Published 12:00 am Thursday, June 14, 2018

KANNAPOLIS — A.L. Brown High School senior Brandon Hernandez lives life in the fast lane.

“I’ve never stopped running,” he said.

Hernandez developed a passion for track and cross country when he was in middle school and hasn’t stopped since.

“This is a sport I take very seriously,” he said.

Hernandez is a Kannapolis native. In the four years he’s been running, he has placed in state competitions and in the Nike National Championships and was 15th in the nation for running the mile. But despite his accomplishments, Hernandez is humble. He gives a lot of credit to the support he’s received from his family and to the inspiration from running role models like Eliud Kipchoge.
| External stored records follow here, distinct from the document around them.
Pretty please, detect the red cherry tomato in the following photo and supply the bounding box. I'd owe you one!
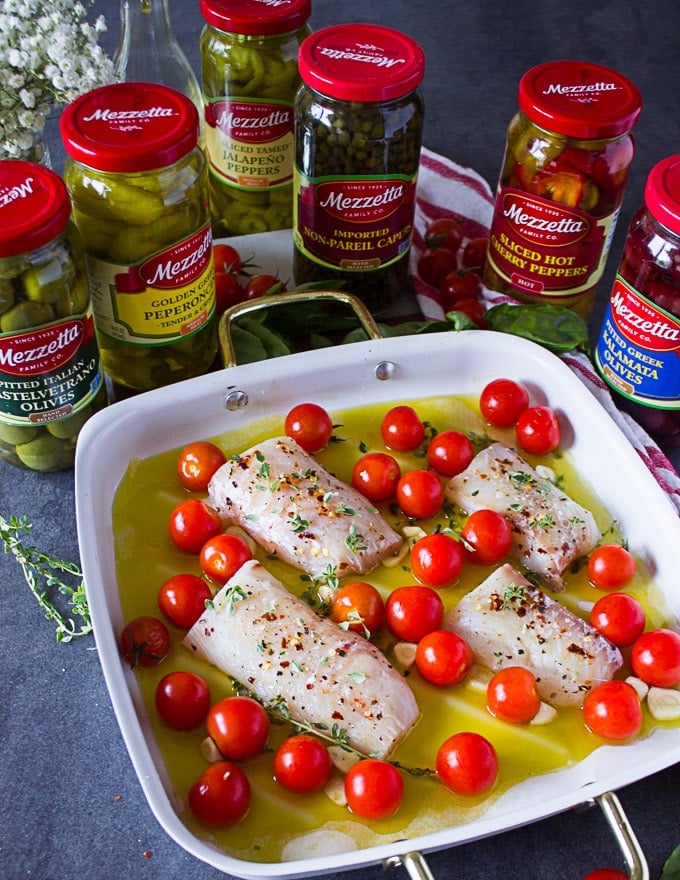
[205,696,269,761]
[630,629,680,687]
[396,469,444,519]
[427,431,475,477]
[416,629,473,686]
[436,731,498,795]
[189,761,250,828]
[331,581,385,637]
[177,440,227,492]
[411,532,465,587]
[583,679,642,740]
[284,403,333,454]
[460,508,512,565]
[515,406,562,455]
[479,379,529,428]
[168,498,222,553]
[345,758,404,819]
[155,672,210,730]
[352,452,401,504]
[385,586,444,642]
[274,734,333,794]
[486,666,541,724]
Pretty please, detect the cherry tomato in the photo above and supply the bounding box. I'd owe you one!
[436,731,498,795]
[590,593,645,648]
[352,452,401,504]
[427,431,475,477]
[380,406,425,452]
[198,532,253,584]
[177,440,227,492]
[630,629,680,687]
[397,469,444,519]
[411,532,465,587]
[189,761,250,827]
[460,508,512,565]
[331,581,385,636]
[156,672,210,730]
[274,734,333,794]
[345,758,404,819]
[120,616,170,668]
[479,379,529,428]
[515,406,562,455]
[583,679,642,739]
[416,629,473,686]
[385,586,444,642]
[486,666,541,724]
[284,403,333,454]
[588,544,635,590]
[205,696,269,761]
[168,498,222,553]
[157,573,212,629]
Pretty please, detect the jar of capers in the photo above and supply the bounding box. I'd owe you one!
[61,83,217,396]
[200,0,311,236]
[293,23,425,314]
[0,160,107,471]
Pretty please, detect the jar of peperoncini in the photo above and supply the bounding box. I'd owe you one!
[293,23,425,314]
[200,0,311,236]
[484,61,642,319]
[61,83,217,396]
[0,159,107,471]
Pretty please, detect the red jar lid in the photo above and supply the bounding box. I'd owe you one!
[519,61,642,140]
[0,159,71,257]
[59,82,198,172]
[298,23,425,102]
[200,0,312,37]
[645,155,680,235]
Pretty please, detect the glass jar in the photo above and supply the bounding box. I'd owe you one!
[594,155,680,447]
[61,83,218,395]
[200,0,311,236]
[293,23,425,314]
[0,159,107,471]
[484,61,642,319]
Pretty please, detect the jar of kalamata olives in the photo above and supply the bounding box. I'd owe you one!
[0,159,107,471]
[200,0,311,236]
[594,154,680,447]
[293,23,425,314]
[484,61,642,318]
[61,83,217,396]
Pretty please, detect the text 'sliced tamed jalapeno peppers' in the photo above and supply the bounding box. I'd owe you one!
[200,0,311,236]
[594,154,680,446]
[484,60,642,319]
[293,23,425,314]
[61,83,217,392]
[0,159,107,471]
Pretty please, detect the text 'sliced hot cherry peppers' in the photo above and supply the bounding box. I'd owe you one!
[484,60,642,318]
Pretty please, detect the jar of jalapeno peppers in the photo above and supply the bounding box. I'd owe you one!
[0,159,107,471]
[594,155,680,447]
[61,83,217,396]
[484,61,642,318]
[293,23,425,314]
[200,0,311,236]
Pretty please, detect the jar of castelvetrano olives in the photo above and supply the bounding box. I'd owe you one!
[200,0,311,236]
[293,23,425,314]
[61,83,217,396]
[484,61,642,318]
[0,159,107,471]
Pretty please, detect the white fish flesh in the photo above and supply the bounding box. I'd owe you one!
[184,560,419,758]
[208,437,402,577]
[444,564,623,706]
[446,443,600,590]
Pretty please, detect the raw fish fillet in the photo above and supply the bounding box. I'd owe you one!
[184,560,419,758]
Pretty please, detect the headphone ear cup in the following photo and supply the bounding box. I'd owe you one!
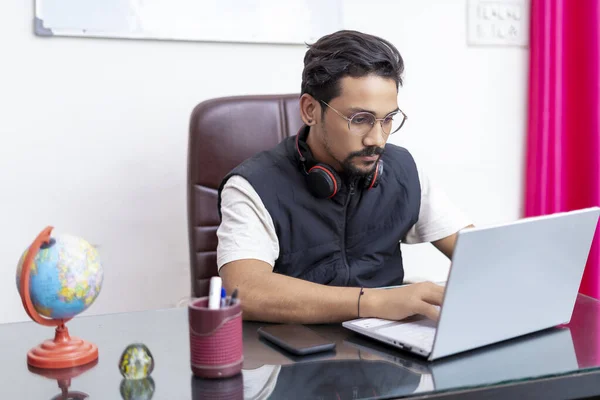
[365,160,383,190]
[306,164,342,199]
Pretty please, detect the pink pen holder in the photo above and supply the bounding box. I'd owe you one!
[188,297,244,378]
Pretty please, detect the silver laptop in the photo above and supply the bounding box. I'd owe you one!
[342,207,600,360]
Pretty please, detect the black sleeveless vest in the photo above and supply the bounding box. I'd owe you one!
[218,129,421,287]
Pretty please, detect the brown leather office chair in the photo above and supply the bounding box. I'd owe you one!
[187,94,302,297]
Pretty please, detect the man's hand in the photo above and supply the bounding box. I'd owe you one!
[360,282,445,321]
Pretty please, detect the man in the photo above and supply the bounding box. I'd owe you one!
[217,31,469,324]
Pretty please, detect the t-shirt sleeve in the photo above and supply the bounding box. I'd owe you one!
[217,175,279,270]
[404,159,473,244]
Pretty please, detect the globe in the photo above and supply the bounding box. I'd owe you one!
[17,235,104,320]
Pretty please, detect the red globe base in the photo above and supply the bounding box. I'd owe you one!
[27,325,98,369]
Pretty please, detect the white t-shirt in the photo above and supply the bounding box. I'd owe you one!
[217,158,472,270]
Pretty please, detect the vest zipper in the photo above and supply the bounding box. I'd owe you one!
[342,181,354,286]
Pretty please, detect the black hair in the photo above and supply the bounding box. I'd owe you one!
[301,30,404,105]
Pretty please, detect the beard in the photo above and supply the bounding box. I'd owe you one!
[342,147,383,178]
[322,124,383,179]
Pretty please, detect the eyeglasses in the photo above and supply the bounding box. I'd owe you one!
[319,100,407,136]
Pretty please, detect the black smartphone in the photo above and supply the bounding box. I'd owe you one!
[258,324,335,356]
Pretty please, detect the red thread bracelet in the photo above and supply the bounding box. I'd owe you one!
[358,287,365,318]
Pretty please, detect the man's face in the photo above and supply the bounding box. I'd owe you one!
[320,75,398,176]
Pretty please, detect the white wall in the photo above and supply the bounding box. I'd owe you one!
[0,0,527,322]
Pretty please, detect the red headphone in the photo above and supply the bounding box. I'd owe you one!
[296,129,383,199]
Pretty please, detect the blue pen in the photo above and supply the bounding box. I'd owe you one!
[221,287,227,308]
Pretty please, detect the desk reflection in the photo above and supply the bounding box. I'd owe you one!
[242,328,577,400]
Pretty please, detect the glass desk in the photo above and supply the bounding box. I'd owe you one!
[0,295,600,400]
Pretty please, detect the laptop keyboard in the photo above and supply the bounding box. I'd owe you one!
[377,318,436,351]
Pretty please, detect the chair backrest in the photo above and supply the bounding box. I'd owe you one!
[187,94,302,297]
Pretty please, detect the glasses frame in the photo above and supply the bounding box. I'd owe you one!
[319,100,408,136]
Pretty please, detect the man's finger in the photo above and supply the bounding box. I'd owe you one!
[416,301,440,321]
[423,285,444,306]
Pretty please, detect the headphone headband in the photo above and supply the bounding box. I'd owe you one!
[296,126,383,199]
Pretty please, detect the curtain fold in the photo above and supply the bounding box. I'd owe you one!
[524,0,600,298]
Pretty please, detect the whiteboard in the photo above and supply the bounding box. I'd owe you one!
[34,0,343,44]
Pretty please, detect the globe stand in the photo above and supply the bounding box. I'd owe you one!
[28,360,98,400]
[19,226,98,369]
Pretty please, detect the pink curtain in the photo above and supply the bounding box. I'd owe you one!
[525,0,600,298]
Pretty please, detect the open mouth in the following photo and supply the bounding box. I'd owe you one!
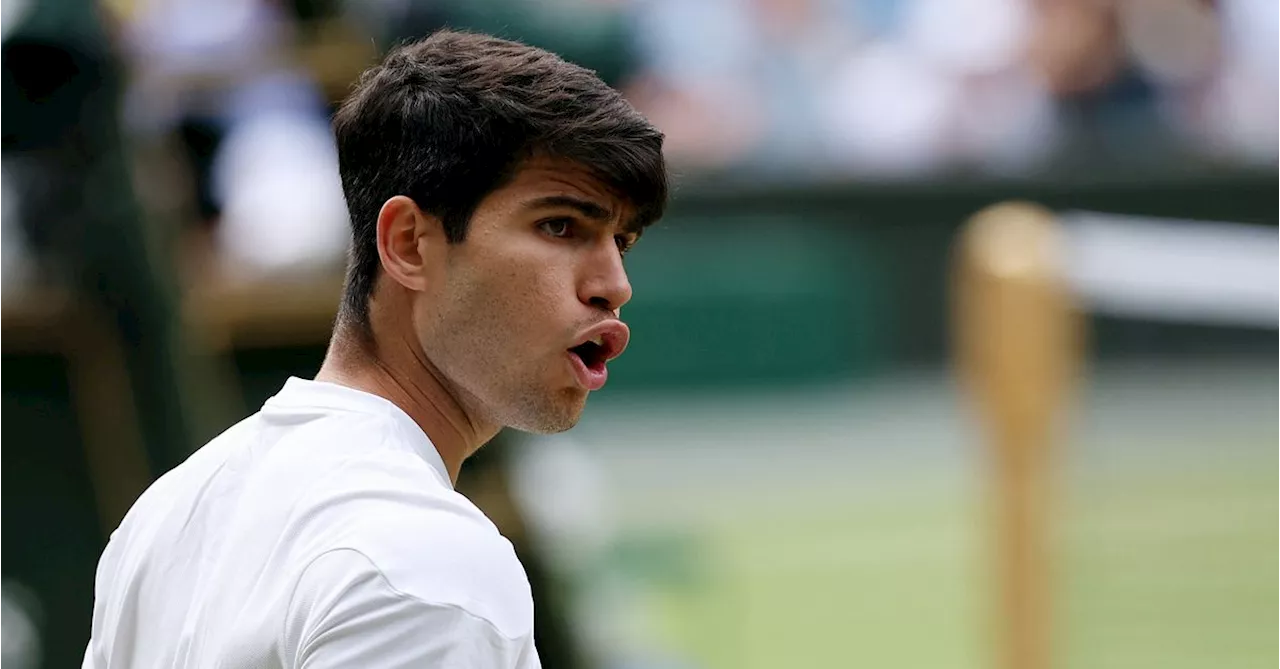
[568,342,608,371]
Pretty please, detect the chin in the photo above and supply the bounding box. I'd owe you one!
[507,389,586,435]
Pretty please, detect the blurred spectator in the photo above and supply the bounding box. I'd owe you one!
[125,0,348,275]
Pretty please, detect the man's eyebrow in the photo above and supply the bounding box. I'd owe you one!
[525,196,613,221]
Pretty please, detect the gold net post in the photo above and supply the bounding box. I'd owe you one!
[952,202,1082,669]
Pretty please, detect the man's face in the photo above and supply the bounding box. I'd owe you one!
[415,159,636,432]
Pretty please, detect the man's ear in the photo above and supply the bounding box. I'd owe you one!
[378,196,445,290]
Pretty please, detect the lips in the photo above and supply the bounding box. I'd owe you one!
[567,320,631,390]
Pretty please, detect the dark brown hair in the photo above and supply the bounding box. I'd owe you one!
[333,31,667,336]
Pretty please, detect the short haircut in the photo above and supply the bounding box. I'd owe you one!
[333,31,667,336]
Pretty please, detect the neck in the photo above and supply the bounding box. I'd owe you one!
[316,324,498,484]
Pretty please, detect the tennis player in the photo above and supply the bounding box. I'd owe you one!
[83,32,667,669]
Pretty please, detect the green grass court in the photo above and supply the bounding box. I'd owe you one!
[576,370,1280,669]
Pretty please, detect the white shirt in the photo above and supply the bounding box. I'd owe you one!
[83,379,540,669]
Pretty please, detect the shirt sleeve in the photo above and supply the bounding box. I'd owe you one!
[282,549,540,669]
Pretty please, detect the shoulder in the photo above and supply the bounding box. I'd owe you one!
[332,501,534,638]
[282,549,538,669]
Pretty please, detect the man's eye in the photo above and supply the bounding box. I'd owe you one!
[540,219,573,237]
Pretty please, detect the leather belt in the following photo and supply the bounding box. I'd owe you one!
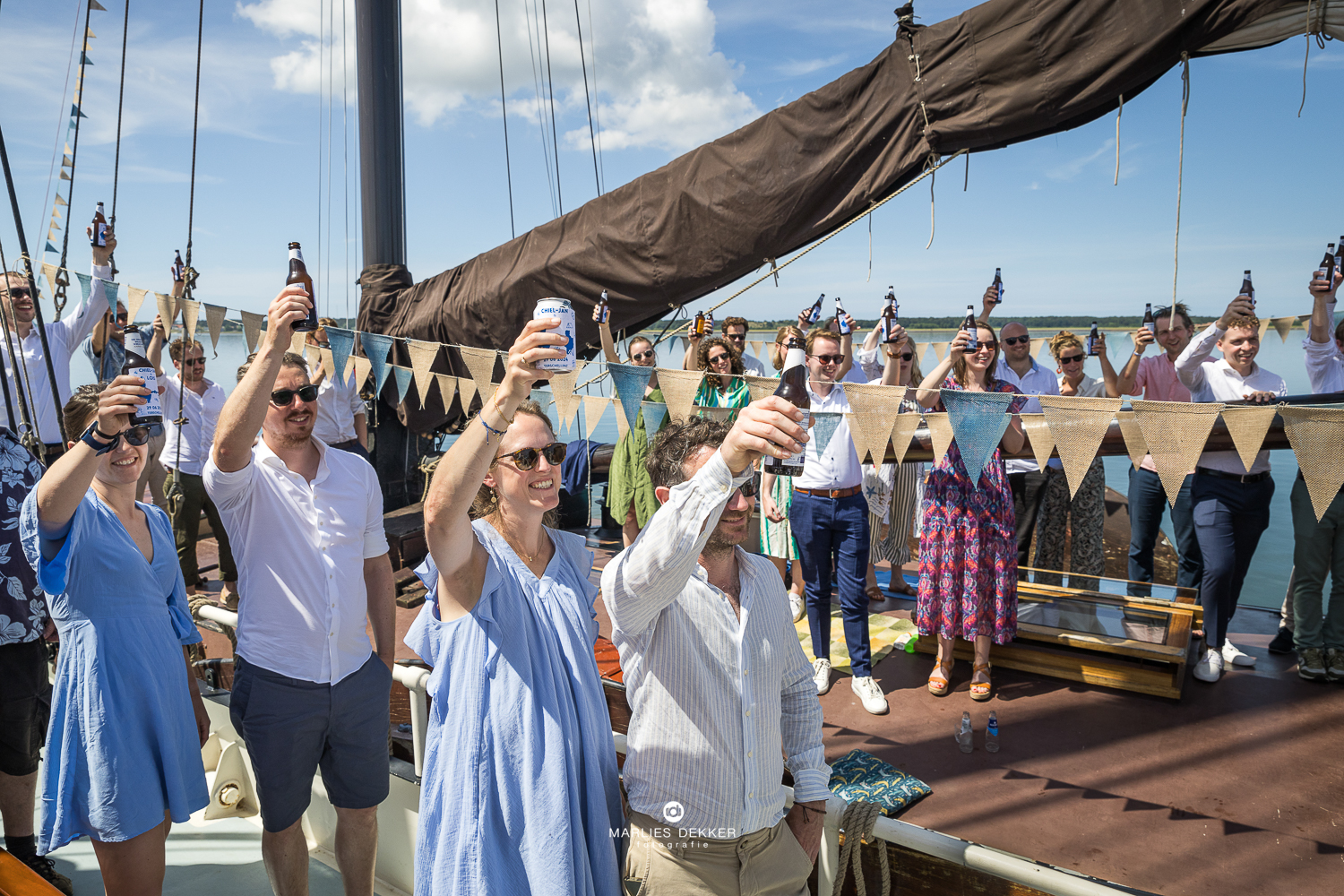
[1195,466,1269,485]
[793,485,863,498]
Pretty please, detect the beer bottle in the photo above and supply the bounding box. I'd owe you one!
[89,202,108,248]
[121,323,164,426]
[961,305,980,355]
[285,243,317,333]
[761,336,812,476]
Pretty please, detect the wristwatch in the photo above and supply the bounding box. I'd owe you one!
[80,420,118,454]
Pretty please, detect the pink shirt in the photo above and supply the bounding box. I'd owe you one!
[1133,352,1193,473]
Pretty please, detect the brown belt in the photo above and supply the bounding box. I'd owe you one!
[793,485,863,498]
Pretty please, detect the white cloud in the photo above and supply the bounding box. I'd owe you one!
[238,0,760,151]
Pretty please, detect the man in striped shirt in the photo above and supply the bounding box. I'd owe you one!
[602,405,831,896]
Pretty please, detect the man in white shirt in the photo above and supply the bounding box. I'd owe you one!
[1176,296,1288,681]
[0,236,117,463]
[602,405,831,896]
[1292,271,1344,681]
[204,285,397,896]
[771,331,887,715]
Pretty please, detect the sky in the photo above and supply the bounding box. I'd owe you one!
[0,0,1344,329]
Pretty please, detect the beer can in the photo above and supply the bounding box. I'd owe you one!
[532,298,577,372]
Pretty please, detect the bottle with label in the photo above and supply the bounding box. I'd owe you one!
[836,296,851,336]
[89,202,108,248]
[961,305,980,355]
[285,243,317,333]
[761,336,812,476]
[121,325,164,426]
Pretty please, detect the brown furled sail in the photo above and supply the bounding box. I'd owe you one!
[359,0,1306,431]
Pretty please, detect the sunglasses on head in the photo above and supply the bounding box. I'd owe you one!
[269,383,317,407]
[495,442,570,473]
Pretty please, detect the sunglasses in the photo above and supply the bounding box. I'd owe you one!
[495,442,570,473]
[269,383,317,407]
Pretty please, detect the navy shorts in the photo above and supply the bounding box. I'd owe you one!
[228,653,392,833]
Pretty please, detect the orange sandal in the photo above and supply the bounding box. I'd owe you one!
[970,662,992,702]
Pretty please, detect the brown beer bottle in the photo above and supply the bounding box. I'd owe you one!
[285,243,317,333]
[761,336,812,476]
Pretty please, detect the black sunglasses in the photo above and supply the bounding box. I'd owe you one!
[269,386,317,407]
[495,442,570,473]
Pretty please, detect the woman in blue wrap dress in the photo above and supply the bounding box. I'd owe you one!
[406,320,624,896]
[19,376,210,896]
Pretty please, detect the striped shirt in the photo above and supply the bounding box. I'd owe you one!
[602,452,831,840]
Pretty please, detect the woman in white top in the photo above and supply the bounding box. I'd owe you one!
[1034,331,1116,589]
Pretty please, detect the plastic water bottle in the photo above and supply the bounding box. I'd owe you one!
[957,710,972,753]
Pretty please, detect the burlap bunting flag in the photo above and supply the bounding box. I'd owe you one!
[1223,404,1279,473]
[659,366,710,420]
[1019,414,1055,470]
[1132,401,1223,506]
[1116,411,1148,470]
[1040,395,1120,498]
[925,411,952,466]
[1279,406,1344,522]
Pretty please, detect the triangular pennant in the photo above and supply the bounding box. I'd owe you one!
[406,339,438,407]
[640,401,668,444]
[583,395,620,439]
[607,364,653,430]
[359,333,392,395]
[1040,395,1120,498]
[943,390,1015,481]
[1116,411,1148,470]
[925,412,952,466]
[239,308,266,355]
[812,411,844,457]
[1279,406,1344,518]
[1223,404,1279,473]
[389,364,424,407]
[892,412,919,463]
[1132,401,1223,506]
[659,366,704,420]
[1018,414,1055,470]
[202,305,226,354]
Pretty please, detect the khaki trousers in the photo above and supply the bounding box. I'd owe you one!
[624,812,812,896]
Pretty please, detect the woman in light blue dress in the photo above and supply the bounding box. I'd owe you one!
[19,376,210,896]
[406,320,625,896]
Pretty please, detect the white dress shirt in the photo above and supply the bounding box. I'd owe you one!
[204,439,390,684]
[159,376,226,476]
[0,264,108,444]
[995,349,1064,473]
[1176,321,1288,476]
[602,452,831,840]
[793,380,867,489]
[314,362,368,444]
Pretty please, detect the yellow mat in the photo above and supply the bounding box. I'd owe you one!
[793,605,916,672]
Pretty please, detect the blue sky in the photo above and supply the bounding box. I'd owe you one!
[0,0,1344,329]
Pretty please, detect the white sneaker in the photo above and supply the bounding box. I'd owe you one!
[812,659,831,696]
[849,676,887,716]
[1195,648,1223,681]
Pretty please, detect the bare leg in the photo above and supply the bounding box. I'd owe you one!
[93,813,172,896]
[336,806,378,896]
[261,818,308,896]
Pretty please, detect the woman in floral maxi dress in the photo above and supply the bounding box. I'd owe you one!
[916,326,1024,700]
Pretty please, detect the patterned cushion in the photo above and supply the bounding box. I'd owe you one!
[831,750,933,818]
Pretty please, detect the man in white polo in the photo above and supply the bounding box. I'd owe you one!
[204,285,397,896]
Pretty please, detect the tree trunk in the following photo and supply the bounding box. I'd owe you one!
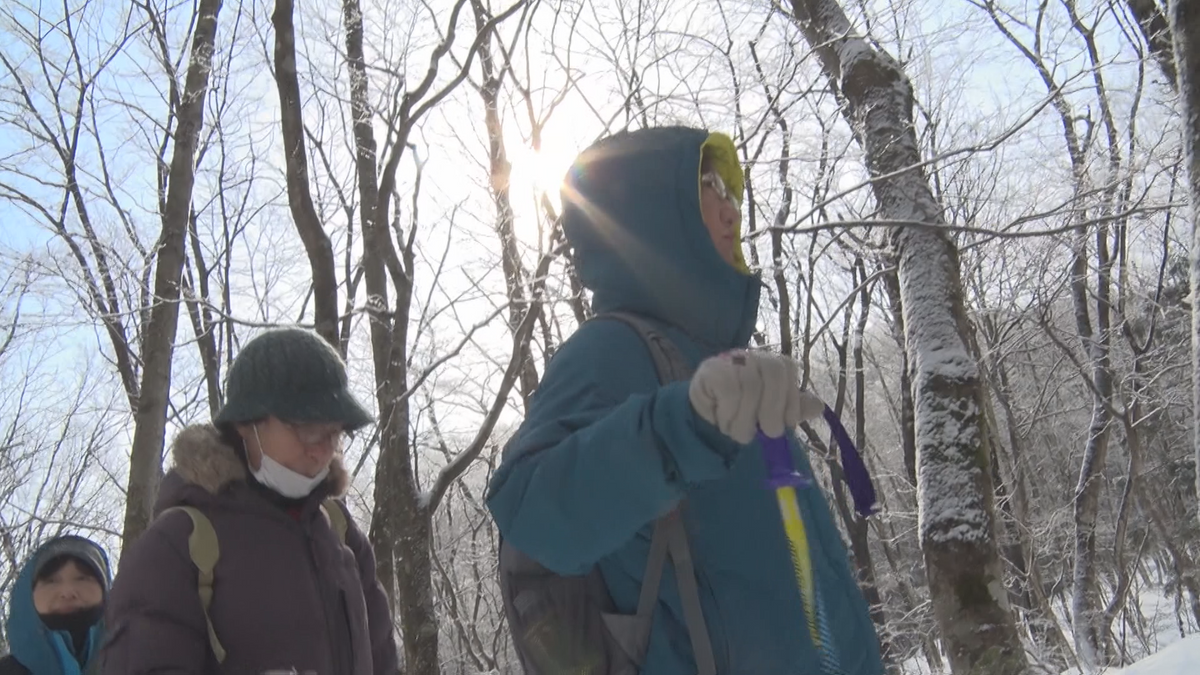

“I feel like he helps me every day to grow as a person, and I feel like he helps me when it comes to running and everything else,” Hernandez said.

Like Hernandez, Kipchoge is also humble — as well as a man of faith. When Hernandez runs, he keeps a quote from Kipchoge in mind: “It’s not about the legs; it’s about the heart and mind.”

“That’s something I take very deep,” Hernandez said.

Like some of his role models, he hasn’t had it easy, either. When Hernandez was 6 months old, his biological mother left and he was raised by a single father. But God blessed them six years later, when his dad married Maria Juarez, who Hernandez said has become a true mother to him.

“I thank God for bringing her into her life,” he said. “She’s the one who got me into running; she pushes me every day. Without her I don’t know where I’d be.”

She was the one who encouraged Hernandez to try out for the track team when he was in eighth grade.

“She was like, ‘Oh, you should go try,’” he recalled. “’If you don’t go try out, I’m not going to let you back inside this house.’”

So he tried out. That year, Hernandez broke Kannapolis Middle School’s record for the mile. It hadn’t been broken in 13 years.

“Now it’s an everyday thing. It’s a passion,” he said of running.

Hernandez’s big dream is to run in the Olympics, he said, but he still plans to go to school. In the fall, he’ll attend college and work toward a degree in sociology or criminology.

“I want to do something in law enforcement, but I don’t know what quite yet,” he said.